Once in the Indian Territory, Watie and other native slave-owners resumed and even increased their cruel and profitable practice. “Slavery in Indian territory became a mirror-image of slavery within the white South,” said Coleman. She further explained there have been already established slave codes within native territories dating back to the 1827 Cherokee Constitution, which stated, “The descendants of Cherokee men by all free women, except the African race, whose parents may are cohabitation as man and wife, consistent with the customs and laws of this Nation, shall be entitled to all or any the rights and privileges of this Nation, also because the posterity of Cherokee women by all free men. nobody who is of negro or mulatto parentage, either by the daddy or mother side, shall be eligible to carry any office of profit, honor or trust under this Government.”
“There were even Black Codes to stay in line with the free Black populace, given there was a free Black population living among the Cherokees, Choctaws, Creeks, and other groups,” added Coleman.
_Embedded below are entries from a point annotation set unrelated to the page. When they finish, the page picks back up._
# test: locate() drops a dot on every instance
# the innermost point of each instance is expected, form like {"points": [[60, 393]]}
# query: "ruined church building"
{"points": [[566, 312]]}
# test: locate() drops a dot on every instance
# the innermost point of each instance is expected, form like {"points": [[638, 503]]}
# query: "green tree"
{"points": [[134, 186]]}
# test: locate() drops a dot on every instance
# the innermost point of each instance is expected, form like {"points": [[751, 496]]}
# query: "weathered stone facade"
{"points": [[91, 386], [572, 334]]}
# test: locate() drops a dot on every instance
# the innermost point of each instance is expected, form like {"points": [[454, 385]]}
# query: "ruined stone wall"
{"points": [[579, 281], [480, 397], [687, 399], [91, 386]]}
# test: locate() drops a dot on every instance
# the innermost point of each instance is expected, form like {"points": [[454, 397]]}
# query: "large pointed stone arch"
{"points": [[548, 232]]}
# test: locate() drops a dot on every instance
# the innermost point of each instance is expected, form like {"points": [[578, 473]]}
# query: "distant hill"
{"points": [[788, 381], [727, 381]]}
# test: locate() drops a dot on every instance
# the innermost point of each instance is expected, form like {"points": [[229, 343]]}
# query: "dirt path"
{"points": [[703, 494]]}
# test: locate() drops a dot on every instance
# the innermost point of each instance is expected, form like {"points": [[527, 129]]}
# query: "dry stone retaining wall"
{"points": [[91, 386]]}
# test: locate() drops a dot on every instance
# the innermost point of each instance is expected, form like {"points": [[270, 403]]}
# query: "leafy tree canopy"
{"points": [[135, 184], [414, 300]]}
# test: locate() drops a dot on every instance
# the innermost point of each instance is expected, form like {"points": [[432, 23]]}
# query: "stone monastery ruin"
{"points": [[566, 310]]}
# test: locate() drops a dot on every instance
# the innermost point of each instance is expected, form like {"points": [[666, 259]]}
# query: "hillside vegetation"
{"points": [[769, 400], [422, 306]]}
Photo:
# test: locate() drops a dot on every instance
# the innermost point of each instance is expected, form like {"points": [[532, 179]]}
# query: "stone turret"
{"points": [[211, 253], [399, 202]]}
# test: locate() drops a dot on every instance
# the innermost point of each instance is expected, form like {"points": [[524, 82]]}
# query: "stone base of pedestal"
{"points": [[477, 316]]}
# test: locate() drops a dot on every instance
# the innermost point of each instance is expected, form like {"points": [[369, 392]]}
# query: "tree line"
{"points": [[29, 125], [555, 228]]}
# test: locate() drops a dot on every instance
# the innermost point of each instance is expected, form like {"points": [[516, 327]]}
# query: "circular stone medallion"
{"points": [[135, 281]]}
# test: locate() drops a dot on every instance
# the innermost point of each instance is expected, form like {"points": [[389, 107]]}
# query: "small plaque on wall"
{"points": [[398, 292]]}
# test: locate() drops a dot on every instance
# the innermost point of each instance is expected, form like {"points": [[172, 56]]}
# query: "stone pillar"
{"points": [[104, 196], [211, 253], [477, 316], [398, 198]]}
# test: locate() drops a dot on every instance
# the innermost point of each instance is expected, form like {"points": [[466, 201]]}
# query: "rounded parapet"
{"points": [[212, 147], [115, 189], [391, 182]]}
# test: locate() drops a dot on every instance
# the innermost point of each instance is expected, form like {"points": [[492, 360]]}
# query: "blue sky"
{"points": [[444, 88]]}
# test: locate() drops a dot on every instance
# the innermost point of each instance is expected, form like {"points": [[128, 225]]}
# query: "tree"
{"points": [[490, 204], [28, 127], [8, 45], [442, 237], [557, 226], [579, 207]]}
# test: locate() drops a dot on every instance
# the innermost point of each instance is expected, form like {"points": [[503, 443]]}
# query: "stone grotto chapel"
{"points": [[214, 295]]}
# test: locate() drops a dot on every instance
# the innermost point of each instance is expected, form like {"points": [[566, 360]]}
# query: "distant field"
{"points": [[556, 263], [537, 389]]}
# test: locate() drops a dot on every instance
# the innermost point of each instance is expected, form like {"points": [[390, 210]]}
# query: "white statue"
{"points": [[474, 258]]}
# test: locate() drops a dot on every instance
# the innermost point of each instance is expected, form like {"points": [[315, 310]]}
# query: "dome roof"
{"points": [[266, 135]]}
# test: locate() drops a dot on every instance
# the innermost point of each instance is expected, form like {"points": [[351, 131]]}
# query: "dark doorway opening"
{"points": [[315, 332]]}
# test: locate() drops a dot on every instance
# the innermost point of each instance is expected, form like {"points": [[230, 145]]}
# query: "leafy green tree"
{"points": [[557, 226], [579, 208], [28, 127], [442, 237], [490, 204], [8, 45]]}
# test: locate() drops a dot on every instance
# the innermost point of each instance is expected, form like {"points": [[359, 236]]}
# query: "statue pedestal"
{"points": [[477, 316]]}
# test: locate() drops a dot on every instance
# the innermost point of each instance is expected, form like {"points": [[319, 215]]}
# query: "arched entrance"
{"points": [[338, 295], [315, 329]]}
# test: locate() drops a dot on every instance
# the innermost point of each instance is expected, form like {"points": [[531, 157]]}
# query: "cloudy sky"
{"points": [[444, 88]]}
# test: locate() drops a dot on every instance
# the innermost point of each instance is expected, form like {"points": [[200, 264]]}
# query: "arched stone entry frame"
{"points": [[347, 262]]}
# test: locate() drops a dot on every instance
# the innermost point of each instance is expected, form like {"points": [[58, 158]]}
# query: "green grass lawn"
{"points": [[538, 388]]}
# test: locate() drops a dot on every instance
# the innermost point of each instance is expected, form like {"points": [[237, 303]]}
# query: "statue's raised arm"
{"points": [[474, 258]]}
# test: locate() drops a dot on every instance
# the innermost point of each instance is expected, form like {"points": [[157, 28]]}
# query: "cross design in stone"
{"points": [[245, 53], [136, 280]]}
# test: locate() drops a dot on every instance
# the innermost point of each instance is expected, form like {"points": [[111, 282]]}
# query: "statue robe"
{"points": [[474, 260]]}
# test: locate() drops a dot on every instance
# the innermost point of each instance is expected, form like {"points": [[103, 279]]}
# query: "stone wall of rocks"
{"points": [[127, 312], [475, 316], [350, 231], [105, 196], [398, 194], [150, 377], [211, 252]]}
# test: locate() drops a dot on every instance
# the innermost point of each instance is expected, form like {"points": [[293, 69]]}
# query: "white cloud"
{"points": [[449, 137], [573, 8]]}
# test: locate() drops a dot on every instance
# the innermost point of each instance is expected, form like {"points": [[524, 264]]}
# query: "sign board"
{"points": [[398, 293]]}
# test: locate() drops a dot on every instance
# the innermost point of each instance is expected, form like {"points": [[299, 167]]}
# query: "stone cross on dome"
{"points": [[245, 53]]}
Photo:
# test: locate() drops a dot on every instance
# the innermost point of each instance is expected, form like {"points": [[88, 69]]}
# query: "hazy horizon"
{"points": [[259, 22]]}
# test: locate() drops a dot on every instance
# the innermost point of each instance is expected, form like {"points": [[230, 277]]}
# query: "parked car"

“I learned a narrative that said there had been some fundamental differences between the treatment of individuals enslaved by Native Americans and people enslaved by White race ,” said Smith, of a well-liked yet questionable historical theme that emerged within the 1970s. “But newer scholarship has demolished that argument.”
While noting there have been certainly variances within the way individual states and territories had practiced it, Smith stressed that “one thing we now realize slavery that’s well documented is that it was about metrics, about money, about careful record-keeping as long as slaves were very expensive” and a serious investment. “So it’s not a legitimate argument to mention that somehow enslavement under Native Americans was, to any significant degree, a kinder and gentler sort of slavery.”
By 1860, there have been 4,000 enslaved Africans living within the Cherokee Nation alone. Upon the war, in 1861, Watie didn’t hesitate to hitch the Confederacy, given his common interest with the wealthy slaveholders of the South and his view of the federal because of the Cherokees’ primary displacer and enemy. He was pivotal in establishing the first Cherokee regiment of the Confederate Army referred to as the “Cherokee Mounted Rifles” and in securing early Confederate control of the Indian Territory. Unwilling to acknowledge Confederate defeat upon Lee’s Appomattox surrender, Watie would ultimately close the epic military chapter of America’s most historic internal conflict by finally laying down his arms to Union light colonel Asa C. Matthews at Doaksville on Midsummer Eve.
It is a little-known conclusion to a pivotal American event.
“This is why history is so important,” insisted Coleman, promoting the worth of a more nuanced and accurate account, no matter where the reality may take you. “When you say slavery was only Black and white,” continued Coleman, “it erases the opposite a part of that story.”